The Hairless Guinea Pig Breed
Despite what you might think, skinny pig is not the name for a skinny guinea pig. A skinny pig is actually the name for a type of hairless guinea pig! If you breed a haired with a hairless guinea pig, then the babies could be haired or hairless. When you breed two haired guinea pigs together that both carry the gene, there is a chance of skinny pig babies. In some climates it is fine to keep guinea pigs outdoors for much of the year, but a skinny pig will suffer from the cold far more quickly. Scrapes and scratches that would never have occurred on a haired guinea pig are commonplace on a hairless one. As shown in one study on pigmentation, if you mate a red haired guinea pig with a hairless albino guinea pig, their babies could include hairless but red skinned skinny pigs! Black skinny pig babies and Dalmatian skinny pig babies are particularly common examples you can find when looking for skinny pig breeders. Hairless skinny pig size tends to be smaller than the average guinea pig. You are just as likely to find a male skinny pig as a female skinny pig. Just like any other guinea pig variety, the hairless guinea pig is highly social. Skinny pig care is trickier than haired guinea pig care, but it’s not impossible or unmanageable for most people. Your skinny pig might be more likely to get herself scratched or scraped than a hairy pig would. If you are thinking of buying a skinny pig you will be wondering – how much are hairless guinea pigs? Topical D-vitamins: multiparametric comparison of the irritant potential of calcipotriol, tacalcitol and calcitriol in a hairless guinea pig model.

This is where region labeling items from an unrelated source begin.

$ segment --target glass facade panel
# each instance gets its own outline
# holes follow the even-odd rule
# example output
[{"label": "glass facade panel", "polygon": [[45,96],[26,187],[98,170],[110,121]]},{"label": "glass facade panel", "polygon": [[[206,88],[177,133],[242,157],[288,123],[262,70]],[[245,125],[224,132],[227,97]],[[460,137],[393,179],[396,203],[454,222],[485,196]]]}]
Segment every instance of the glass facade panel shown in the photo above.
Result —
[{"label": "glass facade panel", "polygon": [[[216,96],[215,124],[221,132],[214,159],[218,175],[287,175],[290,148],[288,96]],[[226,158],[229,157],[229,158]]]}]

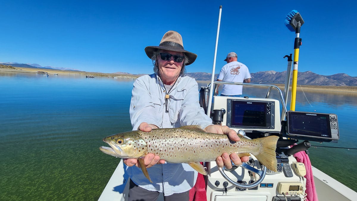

A Guinea Pig Health Issue You Can’t Ignore
Guinea pigs are friendly pet rodents that originated from South America. Guinea pigs on a good diet usually have a life span of 5 to 6 years. Female guinea pigs are very prone to problems with their reproductive tract. If female guinea pigs are to be used for breeding, they need to be bred for the first time when less than 6 months old. If you do not plan to breed your guinea pig but will house her in a pair or group, it’s critical not to expose unspayed female guinea pigs to unneutered males. The gestation period in guinea pigs ranges from 59 to 72 days. In a young sow with an expanded pelvic canal, your veterinarian may be able to manually assist the sow with the delivery. In an older sow that is being bred for the first time, it is likely that the pelvic canal cannot expand enough to deliver the pups, and a C- section is needed. Unfortunately guinea pigs in distress do not handle anesthesia and surgery well, so the prognosis is guarded to poor. Other options are to prevent interaction with an unneutered male guinea pig or to spay female guinea pigs when they are young, healthy and can tolerate the procedure better. It is not known why guinea pigs are so prone to ovarian cysts. A female guinea pig with an ovarian cyst typically has hair loss over the back and sides. It has not been commonly recommended to spay a female guinea pig, but considering how common problems of the female reproductive tract are, it may be time to change that. Young, healthy guinea pigs usually tolerate spay surgery just fine. Guinea pigs with dystocia or older sows with ovarian cysts do not do well with surgery.
Abyssinian guinea pig
The Abyssinian is a breed of guinea pig that is relatively common as both a pet and show animal. The Abyssinian is set apart from other breeds of guinea pig by its coat, which is marked with radially growing swirls or cowlicks of hair referred to as rosettes. The Abyssinian is one of the oldest guinea pig breeds. The actual origins of its name are not known, although it is known to have originated in South America. The Abyssinian drew much attention as an exhibition cavy in Victorian England due to its unique coat. The Abyssinian is set apart from other guinea pigs by its unique coat. The hair of an Abyssinian is approximately an inch and a half long and is marked with swirls of hair known as rosettes. On a show quality Abyssinian, there will be eight or ten distinct rosettes: one on each shoulder, two or four on the back, one on each hip, and two on the rump. The fur comes in many colors and patterns, including self, tortoiseshell, brindle, and part-color. It is difficult to breed an Abyssinian with ideal rosettes, and many pet-quality cavies have imperfect coats. An Abyssinian also requires special grooming due to the unique nature of its coat. The Abyssinian is described as being more energetic than most other cavy breeds, but easier to train due to its inquisitive nature. The Abyssinian requires frequent brushing to keep its coat from becoming tangled. Two roan Abyssinians should not be bred, because they will produce offspring with genetic problems linked to the white gene that produces the coloration. A roan Abyssinian can be safely bred to any other color, however.